I have looked at the help (?gbm) and documentation for gbm.object, it only says that

fit: a vector containing the fitted values on the scale of
regression function (e.g. log-odds scale for bernoulli, log
scale for poisson)

Is it the OOB estimates like randomForest? That would seem unlikely to me since best_iter is not supplied to get it unless gbm has secretly decided which test I prefer.

Is there an efficient way to get the OOB estimates at all since I've already ran 5-fold cv to get best_iter?

Best Answer

I don't think you're going to find what you're looking for. First of all, there is no real concept of "OOB Predictions" for a full gbm fit. It does save the OOB decrease (or increase) in error after each tree, but that does not equate to an OOB prediction. Since the trees are in sequence (boosted) instead of in parallel (bagged) there is no way to get "untainted" predictions for the training data.

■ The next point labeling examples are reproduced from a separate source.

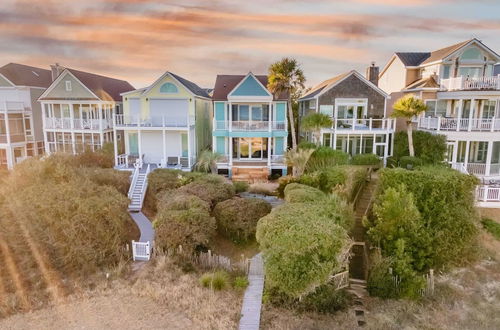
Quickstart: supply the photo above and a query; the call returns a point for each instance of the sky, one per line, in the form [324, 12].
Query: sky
[138, 40]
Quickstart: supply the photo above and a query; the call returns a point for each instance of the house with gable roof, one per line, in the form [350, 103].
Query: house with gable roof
[249, 127]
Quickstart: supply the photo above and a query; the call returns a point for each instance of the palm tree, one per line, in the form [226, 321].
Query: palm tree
[286, 76]
[207, 161]
[408, 107]
[314, 122]
[298, 159]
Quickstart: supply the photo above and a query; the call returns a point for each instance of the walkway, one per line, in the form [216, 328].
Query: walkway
[252, 301]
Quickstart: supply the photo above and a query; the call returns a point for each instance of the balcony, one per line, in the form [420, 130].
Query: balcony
[369, 124]
[250, 125]
[459, 124]
[123, 121]
[11, 106]
[471, 83]
[77, 124]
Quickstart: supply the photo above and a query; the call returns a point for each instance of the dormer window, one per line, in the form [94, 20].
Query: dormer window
[168, 88]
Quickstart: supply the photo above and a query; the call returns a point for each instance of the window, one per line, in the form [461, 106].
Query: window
[168, 88]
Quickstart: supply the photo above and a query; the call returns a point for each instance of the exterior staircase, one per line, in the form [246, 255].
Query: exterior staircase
[138, 188]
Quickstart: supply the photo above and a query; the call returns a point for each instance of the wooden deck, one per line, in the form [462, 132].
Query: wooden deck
[252, 301]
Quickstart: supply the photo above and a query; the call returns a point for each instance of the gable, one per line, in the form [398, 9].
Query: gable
[249, 87]
[78, 90]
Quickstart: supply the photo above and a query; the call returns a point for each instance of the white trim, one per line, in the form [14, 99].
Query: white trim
[58, 80]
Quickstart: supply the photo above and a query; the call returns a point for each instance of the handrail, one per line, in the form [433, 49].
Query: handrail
[132, 184]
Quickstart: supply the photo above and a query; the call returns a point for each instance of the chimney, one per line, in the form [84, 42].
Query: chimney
[372, 73]
[56, 70]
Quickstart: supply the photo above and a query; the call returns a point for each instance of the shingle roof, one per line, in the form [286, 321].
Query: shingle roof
[24, 75]
[413, 58]
[103, 87]
[195, 89]
[224, 84]
[320, 87]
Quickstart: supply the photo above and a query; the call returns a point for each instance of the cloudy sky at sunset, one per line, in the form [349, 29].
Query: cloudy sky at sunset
[138, 40]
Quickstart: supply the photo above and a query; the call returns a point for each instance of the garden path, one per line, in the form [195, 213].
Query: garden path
[252, 301]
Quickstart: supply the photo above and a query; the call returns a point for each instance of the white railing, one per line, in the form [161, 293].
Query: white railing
[135, 175]
[488, 194]
[152, 121]
[466, 83]
[141, 251]
[369, 124]
[459, 124]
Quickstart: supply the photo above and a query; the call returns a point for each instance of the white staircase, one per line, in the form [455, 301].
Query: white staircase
[138, 188]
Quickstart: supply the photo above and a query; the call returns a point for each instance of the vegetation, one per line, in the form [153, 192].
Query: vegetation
[366, 159]
[492, 227]
[409, 107]
[423, 219]
[207, 161]
[430, 148]
[286, 77]
[314, 122]
[237, 217]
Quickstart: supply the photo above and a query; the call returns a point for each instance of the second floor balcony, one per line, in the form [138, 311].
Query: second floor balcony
[471, 83]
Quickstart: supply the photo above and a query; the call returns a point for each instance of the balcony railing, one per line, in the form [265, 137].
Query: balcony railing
[368, 124]
[250, 125]
[11, 106]
[153, 121]
[77, 124]
[471, 83]
[459, 124]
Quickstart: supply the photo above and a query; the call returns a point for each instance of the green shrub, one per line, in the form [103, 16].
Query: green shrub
[215, 281]
[240, 186]
[237, 217]
[366, 159]
[408, 162]
[240, 282]
[430, 148]
[299, 193]
[492, 227]
[302, 248]
[210, 189]
[325, 157]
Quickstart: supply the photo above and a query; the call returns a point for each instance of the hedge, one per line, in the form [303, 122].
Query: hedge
[237, 217]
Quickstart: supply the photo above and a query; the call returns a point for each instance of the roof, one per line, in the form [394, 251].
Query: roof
[320, 87]
[428, 82]
[24, 75]
[195, 89]
[413, 58]
[102, 86]
[224, 84]
[443, 52]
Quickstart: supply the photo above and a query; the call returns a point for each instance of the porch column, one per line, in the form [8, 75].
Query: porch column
[489, 155]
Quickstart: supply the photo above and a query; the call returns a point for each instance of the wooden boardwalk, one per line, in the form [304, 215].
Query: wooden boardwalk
[252, 301]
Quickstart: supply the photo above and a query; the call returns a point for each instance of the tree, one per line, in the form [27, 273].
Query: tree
[286, 76]
[207, 161]
[408, 107]
[297, 159]
[314, 122]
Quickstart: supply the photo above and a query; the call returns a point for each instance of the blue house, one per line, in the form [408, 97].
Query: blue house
[249, 128]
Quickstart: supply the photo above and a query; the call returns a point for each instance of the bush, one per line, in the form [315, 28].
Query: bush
[210, 188]
[215, 281]
[299, 193]
[325, 157]
[237, 217]
[366, 159]
[408, 162]
[240, 186]
[430, 148]
[301, 247]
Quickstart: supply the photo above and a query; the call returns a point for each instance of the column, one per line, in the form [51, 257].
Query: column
[489, 155]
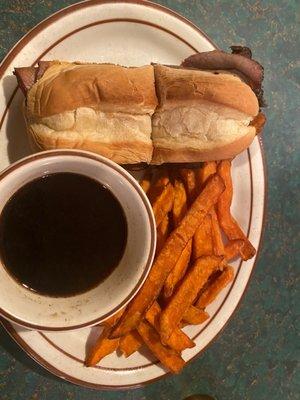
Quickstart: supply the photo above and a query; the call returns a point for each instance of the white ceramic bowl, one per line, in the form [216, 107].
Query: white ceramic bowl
[41, 312]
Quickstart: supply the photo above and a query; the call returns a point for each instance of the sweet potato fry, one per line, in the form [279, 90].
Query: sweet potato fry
[258, 122]
[227, 222]
[162, 233]
[178, 340]
[232, 249]
[212, 291]
[186, 294]
[218, 245]
[146, 182]
[202, 240]
[179, 205]
[130, 343]
[163, 204]
[111, 321]
[209, 168]
[189, 178]
[168, 357]
[102, 348]
[194, 316]
[168, 257]
[178, 271]
[158, 186]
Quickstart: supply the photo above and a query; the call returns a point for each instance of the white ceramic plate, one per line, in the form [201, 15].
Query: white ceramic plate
[129, 33]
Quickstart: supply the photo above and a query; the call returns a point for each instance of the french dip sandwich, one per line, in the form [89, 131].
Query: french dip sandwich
[151, 114]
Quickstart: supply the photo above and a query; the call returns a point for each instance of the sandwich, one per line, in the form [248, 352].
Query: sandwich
[202, 110]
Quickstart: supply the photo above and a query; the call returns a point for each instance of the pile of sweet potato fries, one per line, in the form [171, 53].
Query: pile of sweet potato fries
[191, 209]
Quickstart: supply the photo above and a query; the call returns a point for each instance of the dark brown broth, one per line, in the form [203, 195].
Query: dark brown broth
[62, 234]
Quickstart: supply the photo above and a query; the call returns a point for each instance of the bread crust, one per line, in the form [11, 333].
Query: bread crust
[177, 87]
[105, 87]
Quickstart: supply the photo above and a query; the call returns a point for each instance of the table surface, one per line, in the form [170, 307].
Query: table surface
[256, 355]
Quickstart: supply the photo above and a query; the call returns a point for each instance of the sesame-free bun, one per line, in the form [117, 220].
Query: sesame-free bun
[201, 116]
[154, 114]
[102, 108]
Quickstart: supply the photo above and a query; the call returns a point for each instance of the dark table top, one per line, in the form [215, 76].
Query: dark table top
[256, 355]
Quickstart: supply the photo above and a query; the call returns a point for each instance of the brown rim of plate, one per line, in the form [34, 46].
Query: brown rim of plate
[148, 264]
[3, 66]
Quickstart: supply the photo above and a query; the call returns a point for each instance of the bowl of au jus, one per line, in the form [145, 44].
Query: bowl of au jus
[77, 240]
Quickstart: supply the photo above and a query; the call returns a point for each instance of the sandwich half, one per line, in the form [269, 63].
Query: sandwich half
[102, 108]
[202, 115]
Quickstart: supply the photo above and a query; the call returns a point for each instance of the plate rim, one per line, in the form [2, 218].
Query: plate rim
[12, 53]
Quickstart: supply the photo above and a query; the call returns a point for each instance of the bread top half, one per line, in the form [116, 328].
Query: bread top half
[103, 87]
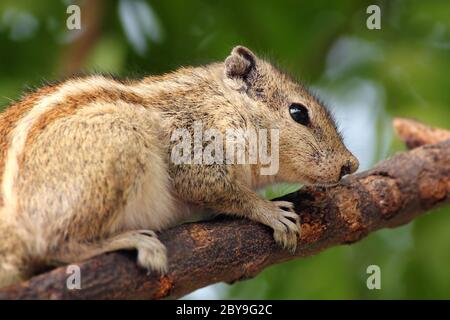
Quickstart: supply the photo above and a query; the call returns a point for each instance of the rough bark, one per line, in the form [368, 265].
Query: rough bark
[393, 193]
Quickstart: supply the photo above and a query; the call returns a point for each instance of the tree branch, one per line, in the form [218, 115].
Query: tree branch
[392, 193]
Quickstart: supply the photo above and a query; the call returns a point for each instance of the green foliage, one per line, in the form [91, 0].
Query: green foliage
[366, 76]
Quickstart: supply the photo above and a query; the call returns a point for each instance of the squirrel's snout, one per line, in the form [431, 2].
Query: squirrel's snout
[349, 166]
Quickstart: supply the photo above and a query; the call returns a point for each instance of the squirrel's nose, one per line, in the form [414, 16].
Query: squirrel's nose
[349, 167]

It sound like you are actually looking for the Out-Of-Fold (OOF) predictions. Calling gbm with Cross Validation enabled will make k+1 fits, but I don't think it saves anything other than the mean cross-validation error metric at each iteration. I've moved away from using the internal cross-validation functionality for this reason. I fold it (or bag it) myself and save the predictions from the folds.

And yes, these OOF predictions are valuable if you want to see untainted predictions of the training data or if you want to ensemble a gbm with another algorithm.